Потом партия поменяла свои взгляды. Может, в связи с германо-советским пактом она надеялась, что нацисты не тронут коммунистов. Во всяком случае, снаружи пришло указание спасать кадры: во Франции все погибнут, нет никаких перспектив. Нужно настраиваться на то, что рано или поздно все равно придется возвращаться на родину. Это было не лишено смысла. Чешские и югославские интербригадовцы, сражавшиеся в Испании, еще раньше изъявили согласие нести трудовую повинность[29] и сотнями уехали в Германию. И в самом деле нашли работу. Нам это было известно, поскольку мы получали от них письма. Они писали нам, что работают на том или ином заводе и что в Германии им лучше, чем в этих поганых французских лагерях.

Через две недели я снова навестила сестру, чтобы помочь ей с малышом. И тут Руди рассказал мне, что собирается вернуться в Австрию, причем с Маргой и малюткой Эди. Представляете себе!

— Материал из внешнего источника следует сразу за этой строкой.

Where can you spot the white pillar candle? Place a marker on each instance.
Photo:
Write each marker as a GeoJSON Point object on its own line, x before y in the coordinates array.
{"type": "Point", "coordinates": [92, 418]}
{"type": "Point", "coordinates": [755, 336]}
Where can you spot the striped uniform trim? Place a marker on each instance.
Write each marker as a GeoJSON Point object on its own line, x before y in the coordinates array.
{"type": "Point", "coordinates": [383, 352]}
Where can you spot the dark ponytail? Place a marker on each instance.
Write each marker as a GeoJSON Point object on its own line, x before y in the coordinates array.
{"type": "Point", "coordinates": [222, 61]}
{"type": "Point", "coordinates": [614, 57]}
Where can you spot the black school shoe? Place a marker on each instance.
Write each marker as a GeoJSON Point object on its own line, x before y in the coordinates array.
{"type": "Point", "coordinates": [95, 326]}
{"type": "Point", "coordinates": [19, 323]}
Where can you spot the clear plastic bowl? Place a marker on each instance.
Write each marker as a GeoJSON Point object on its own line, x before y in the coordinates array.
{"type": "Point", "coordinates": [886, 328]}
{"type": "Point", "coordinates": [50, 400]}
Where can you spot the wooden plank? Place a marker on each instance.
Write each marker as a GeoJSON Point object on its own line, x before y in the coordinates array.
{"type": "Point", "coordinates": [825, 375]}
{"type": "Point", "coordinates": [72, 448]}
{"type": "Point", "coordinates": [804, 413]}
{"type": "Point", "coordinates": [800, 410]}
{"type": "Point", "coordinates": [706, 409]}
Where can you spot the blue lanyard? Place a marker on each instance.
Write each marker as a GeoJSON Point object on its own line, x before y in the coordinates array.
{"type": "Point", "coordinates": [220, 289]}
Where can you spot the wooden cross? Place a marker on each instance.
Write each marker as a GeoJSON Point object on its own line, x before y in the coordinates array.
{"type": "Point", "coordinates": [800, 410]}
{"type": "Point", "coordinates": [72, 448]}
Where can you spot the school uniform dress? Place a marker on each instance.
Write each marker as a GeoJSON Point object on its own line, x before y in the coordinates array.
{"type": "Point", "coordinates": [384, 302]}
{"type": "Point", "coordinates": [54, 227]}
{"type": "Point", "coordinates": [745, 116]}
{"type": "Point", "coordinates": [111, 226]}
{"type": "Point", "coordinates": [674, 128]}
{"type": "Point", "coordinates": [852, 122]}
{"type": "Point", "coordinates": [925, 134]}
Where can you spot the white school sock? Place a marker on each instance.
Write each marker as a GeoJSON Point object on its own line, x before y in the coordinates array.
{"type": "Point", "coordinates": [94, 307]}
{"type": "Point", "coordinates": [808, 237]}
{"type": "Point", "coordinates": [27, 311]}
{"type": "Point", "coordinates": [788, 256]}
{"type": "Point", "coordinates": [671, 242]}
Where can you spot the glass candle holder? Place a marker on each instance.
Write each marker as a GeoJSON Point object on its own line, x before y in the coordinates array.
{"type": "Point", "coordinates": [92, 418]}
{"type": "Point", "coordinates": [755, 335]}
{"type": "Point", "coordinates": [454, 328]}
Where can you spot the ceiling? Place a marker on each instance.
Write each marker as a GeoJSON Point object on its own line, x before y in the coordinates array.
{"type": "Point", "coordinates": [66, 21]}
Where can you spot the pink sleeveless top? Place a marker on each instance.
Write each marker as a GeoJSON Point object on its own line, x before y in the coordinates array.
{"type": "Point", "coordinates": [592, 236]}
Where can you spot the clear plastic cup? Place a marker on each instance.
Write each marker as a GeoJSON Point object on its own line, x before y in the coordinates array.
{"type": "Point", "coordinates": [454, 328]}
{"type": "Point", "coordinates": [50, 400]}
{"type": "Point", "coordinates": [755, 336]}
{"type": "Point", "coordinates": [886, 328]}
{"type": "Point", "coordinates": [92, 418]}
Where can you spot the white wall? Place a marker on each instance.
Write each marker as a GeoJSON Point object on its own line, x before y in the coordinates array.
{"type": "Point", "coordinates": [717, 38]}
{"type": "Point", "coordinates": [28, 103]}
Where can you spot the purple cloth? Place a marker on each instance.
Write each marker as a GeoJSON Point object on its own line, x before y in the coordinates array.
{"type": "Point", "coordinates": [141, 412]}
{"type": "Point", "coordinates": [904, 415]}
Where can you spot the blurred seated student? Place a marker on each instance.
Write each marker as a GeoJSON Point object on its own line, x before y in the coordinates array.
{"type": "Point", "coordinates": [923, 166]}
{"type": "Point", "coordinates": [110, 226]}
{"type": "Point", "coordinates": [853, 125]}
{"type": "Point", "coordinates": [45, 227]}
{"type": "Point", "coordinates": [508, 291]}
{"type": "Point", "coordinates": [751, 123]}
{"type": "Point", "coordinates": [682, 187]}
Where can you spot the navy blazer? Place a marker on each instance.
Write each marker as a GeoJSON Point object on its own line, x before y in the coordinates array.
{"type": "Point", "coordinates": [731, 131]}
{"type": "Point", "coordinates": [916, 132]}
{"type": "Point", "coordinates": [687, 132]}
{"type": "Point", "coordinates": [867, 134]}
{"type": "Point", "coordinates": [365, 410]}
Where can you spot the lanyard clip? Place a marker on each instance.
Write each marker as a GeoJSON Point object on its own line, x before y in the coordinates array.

Ну зятек! Сначала он бежал из Австрии, где оказывал сопротивление нацистам. Потом боролся с фашистами в Испании. И теперь этот человек надумал добровольно сдаться немцам. Я думала, меня удар хватит.

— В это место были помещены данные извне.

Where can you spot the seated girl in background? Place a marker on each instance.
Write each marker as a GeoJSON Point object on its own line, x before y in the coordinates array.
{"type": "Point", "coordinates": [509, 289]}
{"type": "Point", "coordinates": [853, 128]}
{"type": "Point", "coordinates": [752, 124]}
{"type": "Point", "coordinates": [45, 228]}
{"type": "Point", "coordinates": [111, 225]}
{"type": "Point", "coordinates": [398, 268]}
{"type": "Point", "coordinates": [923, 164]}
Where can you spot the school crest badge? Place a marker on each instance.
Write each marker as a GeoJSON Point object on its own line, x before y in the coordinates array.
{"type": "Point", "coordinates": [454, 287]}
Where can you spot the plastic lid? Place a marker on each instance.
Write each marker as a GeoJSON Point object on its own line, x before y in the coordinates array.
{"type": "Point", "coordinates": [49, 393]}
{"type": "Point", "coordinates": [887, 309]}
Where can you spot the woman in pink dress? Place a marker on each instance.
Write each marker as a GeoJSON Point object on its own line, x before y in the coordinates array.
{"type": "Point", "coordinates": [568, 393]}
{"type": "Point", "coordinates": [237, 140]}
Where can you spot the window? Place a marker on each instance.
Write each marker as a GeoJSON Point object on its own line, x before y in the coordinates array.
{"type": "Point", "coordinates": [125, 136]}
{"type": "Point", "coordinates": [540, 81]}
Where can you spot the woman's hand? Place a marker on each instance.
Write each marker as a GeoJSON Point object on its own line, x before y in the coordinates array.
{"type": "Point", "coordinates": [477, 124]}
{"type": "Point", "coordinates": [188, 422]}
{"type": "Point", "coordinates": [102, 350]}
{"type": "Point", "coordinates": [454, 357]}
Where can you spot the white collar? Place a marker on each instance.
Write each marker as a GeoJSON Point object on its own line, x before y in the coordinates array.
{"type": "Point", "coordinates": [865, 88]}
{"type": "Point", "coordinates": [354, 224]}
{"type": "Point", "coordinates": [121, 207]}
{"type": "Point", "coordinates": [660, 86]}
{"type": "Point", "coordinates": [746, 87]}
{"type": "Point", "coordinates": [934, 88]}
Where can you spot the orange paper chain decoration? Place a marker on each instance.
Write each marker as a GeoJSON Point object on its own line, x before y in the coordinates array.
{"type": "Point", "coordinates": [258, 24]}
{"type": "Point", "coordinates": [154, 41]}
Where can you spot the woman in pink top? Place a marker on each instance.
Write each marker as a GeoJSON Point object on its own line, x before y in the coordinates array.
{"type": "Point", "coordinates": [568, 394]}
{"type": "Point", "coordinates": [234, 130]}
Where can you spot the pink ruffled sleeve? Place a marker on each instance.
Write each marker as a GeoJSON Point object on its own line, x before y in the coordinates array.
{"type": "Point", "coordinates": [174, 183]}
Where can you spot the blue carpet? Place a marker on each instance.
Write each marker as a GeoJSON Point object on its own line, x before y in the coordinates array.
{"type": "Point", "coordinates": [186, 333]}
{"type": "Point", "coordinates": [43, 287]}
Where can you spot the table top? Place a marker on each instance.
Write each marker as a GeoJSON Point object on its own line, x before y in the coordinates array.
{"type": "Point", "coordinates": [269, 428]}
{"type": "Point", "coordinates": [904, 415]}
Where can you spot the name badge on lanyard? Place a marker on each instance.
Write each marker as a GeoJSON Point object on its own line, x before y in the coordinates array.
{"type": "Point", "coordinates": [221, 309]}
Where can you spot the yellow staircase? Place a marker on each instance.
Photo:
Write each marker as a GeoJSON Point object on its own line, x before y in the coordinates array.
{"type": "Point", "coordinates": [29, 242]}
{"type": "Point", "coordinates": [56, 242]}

Ты с ума сошел! Непременно хочешь сдохнуть! Уж коль на то пошло, поезжай тайком, замаскировавшись под иностранного рабочего, с фальшивыми документами. Но только не официально!

Мы ругались так, что клочья летели. Я ему кричу: как тебе только такое в голову могло прийти — тащить с собой жену и новорожденного ребенка! Ты хочешь, чтобы они всех вас укокошили? А он, в полной ярости: Маргарита, ты можешь выбирать: или твоя сестра, или я. Прекрасно, говорю, я прямо сейчас забираю сестру. Но она, конечно, выбрала его. Была влюблена в него, как кошка. Он был отцом ее ребенка. Я была готова удавить его. Удавить или поцеловать. Останься, пожалуйста, вот как мне надо было сказать.


Оставаться дольше было бессмысленно. Поэтому мы приучали себя к мысли о возвращении домой. Впрочем, партия выдвинула следующий лозунг: тот, кто подпадает под «Нюрнбергские законы о гражданстве и расе»[30], не должен ехать. Но один из наших, который был наполовину евреем и кого касались эти законы, все же подал прошение. Партийный деятель, не буду называть его фамилию, поскольку его уже нет в живых, а о мертвых плохо не говорят. Так или иначе, мы его из членов исключили, потому что он не подчинился решению партии. Итак, ни один из тех, кого затрагивают «нюрнбергские законы» и кому нацисты будут мстить, не должен ехать. У нас, например, был один интербригадовец, который был замешан в перестрелке с ними в Верхней Австрии, в районе Хаусрук, там даже было несколько убитых. Он тоже не записался. Так это было. Каждый должен был решить для себя, остается он во Франции или изъявляет желание быть отправленным назад. Но однозначного приказа не было. Каждому был предоставлен выбор — ехать домой или нет. Причем, я еще раз подчеркиваю, подавляющее большинство решило ехать. Не все. А те, кто сказал: да, я еду, написали потом в Германскую комиссию по перемирию в Тулузе и подали прошение о репатриации в Германию. Каждый за себя. Да или нет. Но некоторые не написали.

Я до сих пор не могу понять, почему он поехал назад в Германию. Просто в голове не укладывается. Конечно, он не один был такой, многие записались, был, например, некий Ганс. Красавчик огромного роста, метр девяносто, что-то в этом роде. Он хотел затащить меня в загс, а оттуда прямиком дальше, в Германию. Я сказала: без меня. Хоть свяжите меня, все равно не поеду. В итоге я, конечно, тоже вернулась, но в Испанию, добровольно поехала в страну с диктаторским режимом. Я тоже вернулась со своим сыном. Я себе сказала, если они захотят меня расстрелять — пусть расстреливают. Но моего сыночка они не получат, Хулиано уж как-нибудь пробьется. Черт с ними, пусть они меня расстреливают, эти фашисты. Меня не расстреляли лишь потому, что я была осуждена только в сорок пятом. Германия тогда была уже побеждена, и Франко дрейфил перед союзниками. Тем не менее суд хотел дать мне вышку. Я специально делаю акцент на том, что тоже поехала добровольно, но в Германию меня даже на аркане никто б не затащил. Ну ладно тот, кому фашисты ничего вменить не могут, куда ни шло. Но такой, как Руди, с его красным прошлым, кого преследовали, объявляли в розыск, кто бежал из Вены… Нет, нет и еще раз нет. Не знаю, известно ли об этом его сыну, я, во всяком случае, ни словечка ему ни проронила. Я была твердо убеждена, что он спятил.